The successful operation to lower the giant Low Pearson’s bridge into position was hailed a landmark moment in the restoration of the former railway line, which had become extremely popular with walkers, runners and cyclists until the 2015 storm wrecked it.
A two-minute video shows spectacular time-lapse footage of the new metal bridge being carefully manoeuvred on industrial rollers by workers using heavy plant so it now spans the River Greta at the isolated location.
The filming of the bridge installation took place on 6th March, prior to any social distancing restrictions due to Covid-19.

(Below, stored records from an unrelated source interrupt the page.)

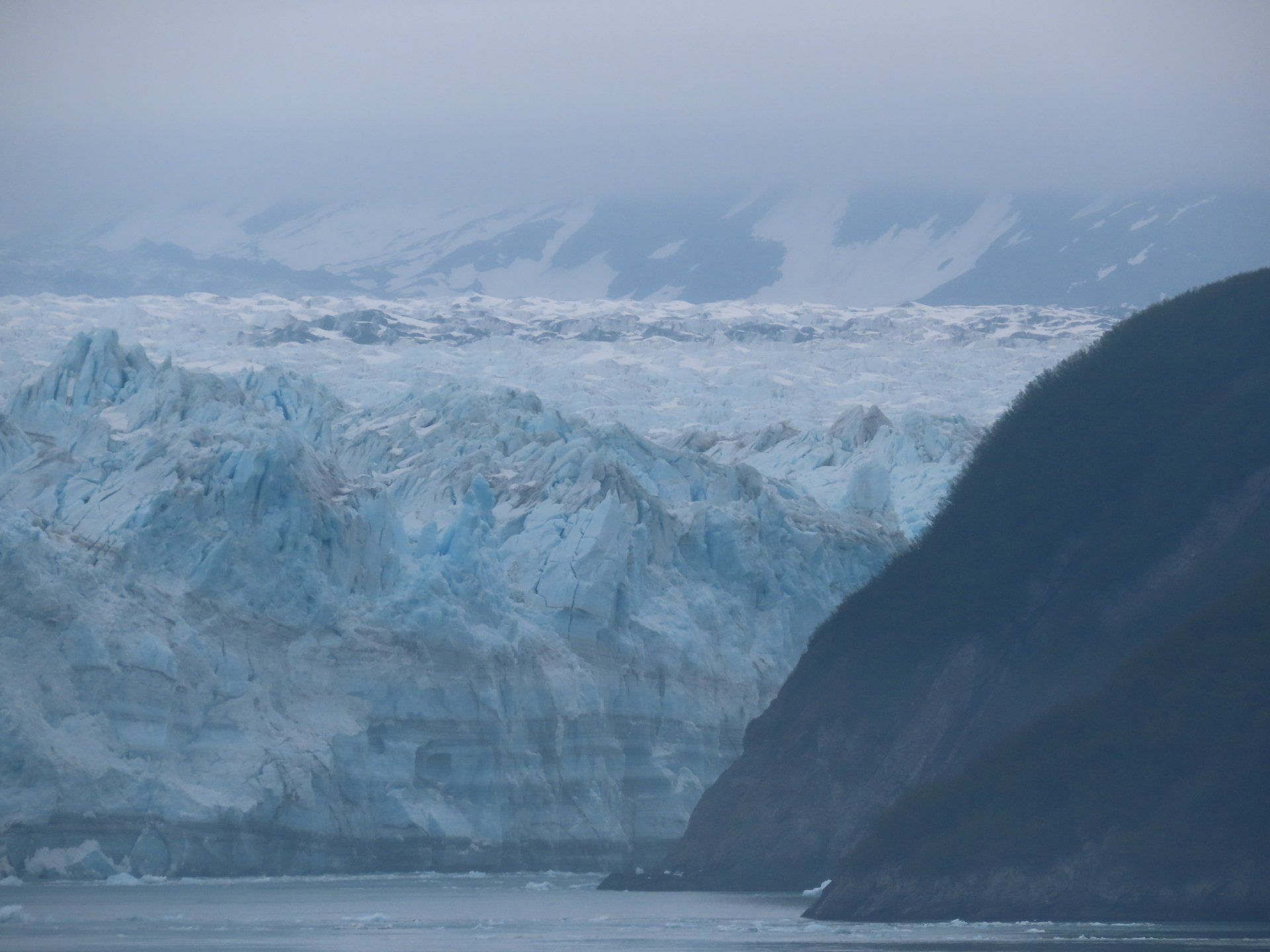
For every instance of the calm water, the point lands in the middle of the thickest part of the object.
(526, 912)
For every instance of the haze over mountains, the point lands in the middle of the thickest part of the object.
(781, 245)
(1052, 705)
(316, 586)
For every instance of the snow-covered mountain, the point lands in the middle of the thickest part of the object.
(773, 245)
(318, 586)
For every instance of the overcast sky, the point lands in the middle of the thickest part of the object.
(134, 102)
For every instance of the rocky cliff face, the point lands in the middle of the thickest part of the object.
(1122, 494)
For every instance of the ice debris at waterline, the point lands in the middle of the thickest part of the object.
(255, 626)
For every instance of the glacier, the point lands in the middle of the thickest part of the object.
(347, 584)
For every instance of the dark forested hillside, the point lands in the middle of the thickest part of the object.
(1123, 494)
(1148, 799)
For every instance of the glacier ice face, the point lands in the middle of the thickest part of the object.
(407, 616)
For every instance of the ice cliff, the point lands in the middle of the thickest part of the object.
(259, 622)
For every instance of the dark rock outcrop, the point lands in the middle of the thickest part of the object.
(1124, 493)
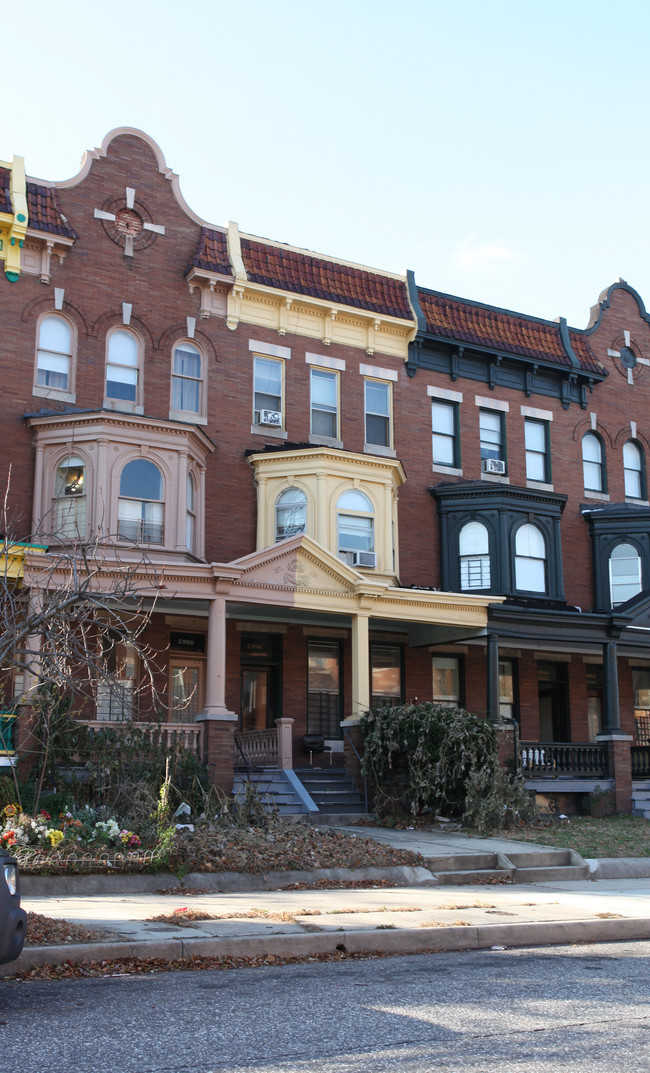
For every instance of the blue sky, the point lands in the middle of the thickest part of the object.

Footage from the ground and air using a drone captures the work being carried out by Cubby Construction on behalf of the Lake District National Park Authority. Mark Eccles, the authority’s head of park management, said: “This is impressive work by Cubby. The bridge provides a new River Greta crossing nearly twice the length of the original bridge destroyed in Storm Desmond. The longer structure deals with the river erosion and provides resilience for the future.
“The video highlights the technical challenge to access the site, prepare it and to manoeuvre the significant bridge into place. Another bridge similar to this is being provided at Brundholme and all the original railway bridges (which survived the storm) are in the process of being refurbished to extend their life and have added resilience where possible.”
Highways England is providing most of the funding for the £5 million trail reconnection project. However, it has not been without controversy, with a widespread community campaign backed by Keswick Town Council opposing the use of Tarmac for the path’s new surface rather than more natural material.